My first high school boyfriend ended our relationship in a most spectacular way. He spent a semester in South Africa, returning to regale his friends in the dorm with stories of his trysts. His friends. Also my friends, who quickly told me what was going on.
The first chance we got to talk about it was when he was in the hospital shortly after his boastful return—did he have a pulmonary embolism? do people live through those? a blood clot somewhere else? I recall it being serious, a clot, and probably related to travel—anyway, I was pretty heartbroken but felt badly being angry because he had apparently been so close to death.
The rest of that semester, running back from the boat docks after practice each afternoon, I hit rewind over and over on my Walkman to listen to one Morrissey song. He was decidedly not cool in our crowd, so I have no idea how I even found it. It must have been the newness of it, knowing it didn’t belong to anyone else.
The path back from the docks was a fairly gentle but steady slope up. I usually walked back with my rowers, but in those intense months immediately following the break-up, I recall running as fast as I could to pound the hurt out of my body.
This time, as the person making the break, different music has risen to the top. I feel like some songs are accusing me of not trying hard enough, and some are telling me I won’t find what I had (assuming that’s what I’m looking for, which …) or taunting me that it’s too late to find whatever it is I really do.

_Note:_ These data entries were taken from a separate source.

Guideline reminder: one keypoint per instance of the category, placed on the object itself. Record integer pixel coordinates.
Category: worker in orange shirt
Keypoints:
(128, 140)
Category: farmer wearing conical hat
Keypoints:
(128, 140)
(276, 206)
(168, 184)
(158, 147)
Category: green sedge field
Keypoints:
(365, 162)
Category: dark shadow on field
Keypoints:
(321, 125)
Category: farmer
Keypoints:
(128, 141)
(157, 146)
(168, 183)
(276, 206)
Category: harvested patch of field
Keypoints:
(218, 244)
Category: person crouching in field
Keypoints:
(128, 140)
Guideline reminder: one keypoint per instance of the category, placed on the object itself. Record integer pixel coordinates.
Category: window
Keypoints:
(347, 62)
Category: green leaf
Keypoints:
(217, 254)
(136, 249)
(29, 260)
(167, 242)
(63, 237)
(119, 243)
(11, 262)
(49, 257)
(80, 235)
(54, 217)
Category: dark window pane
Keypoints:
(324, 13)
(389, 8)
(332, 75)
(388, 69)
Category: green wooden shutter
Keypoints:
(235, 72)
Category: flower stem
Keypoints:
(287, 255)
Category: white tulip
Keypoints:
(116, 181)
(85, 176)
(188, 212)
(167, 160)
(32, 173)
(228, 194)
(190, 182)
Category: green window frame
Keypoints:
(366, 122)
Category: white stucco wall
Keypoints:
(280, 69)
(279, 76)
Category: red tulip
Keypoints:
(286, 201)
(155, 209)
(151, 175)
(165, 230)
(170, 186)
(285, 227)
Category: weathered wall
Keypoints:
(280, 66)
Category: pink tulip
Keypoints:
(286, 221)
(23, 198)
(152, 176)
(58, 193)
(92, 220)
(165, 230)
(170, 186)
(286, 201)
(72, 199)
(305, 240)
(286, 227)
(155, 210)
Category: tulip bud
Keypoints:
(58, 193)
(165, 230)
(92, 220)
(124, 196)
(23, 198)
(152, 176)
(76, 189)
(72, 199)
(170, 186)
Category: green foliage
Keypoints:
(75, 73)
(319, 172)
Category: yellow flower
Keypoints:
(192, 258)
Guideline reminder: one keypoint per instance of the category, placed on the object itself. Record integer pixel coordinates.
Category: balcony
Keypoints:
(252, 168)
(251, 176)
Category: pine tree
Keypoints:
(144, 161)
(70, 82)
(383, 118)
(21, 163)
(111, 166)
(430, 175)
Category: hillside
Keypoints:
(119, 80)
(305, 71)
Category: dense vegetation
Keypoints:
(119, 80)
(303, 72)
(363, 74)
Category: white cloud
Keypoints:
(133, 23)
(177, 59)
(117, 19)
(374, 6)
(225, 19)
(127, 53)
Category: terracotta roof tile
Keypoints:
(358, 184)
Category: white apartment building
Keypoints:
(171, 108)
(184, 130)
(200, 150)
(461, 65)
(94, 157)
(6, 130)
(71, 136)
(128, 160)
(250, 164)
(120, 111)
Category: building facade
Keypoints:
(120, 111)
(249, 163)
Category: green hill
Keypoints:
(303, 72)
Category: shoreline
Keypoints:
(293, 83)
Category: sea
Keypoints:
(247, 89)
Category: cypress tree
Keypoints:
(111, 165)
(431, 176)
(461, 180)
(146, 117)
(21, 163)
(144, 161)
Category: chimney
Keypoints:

But for the most part, I’m rolling around in music that I’ve not listened to for a long time, enjoying it without having to worry about, or listen to, what someone else thinks about it.
It opens up doors to who I used to be, someone I had put away and not bothered to look for in a long time. I’m singing and dancing and crying into the sadness and the bliss.
A high school friend, rather out of the blue, encouraged me to go see Dead & Company in Austin one weekend. What a gift he gave me by reaching out. I was feeling it so deeply, smiling so widely, that my cheeks were sore not even midway through the show.
That’s the difference this time. Then, I was focused on saying goodbye to someone, putting up a front of juvenile bravado while worrying who I’d be without him. Now, I’m turning emotions back on for myself—and they’re bubbling out in all sorts of ways I had forgotten they could, effervescent and scalding and cooling and pricking and buoying me up and swirling me under and I am singing singing singing all the time.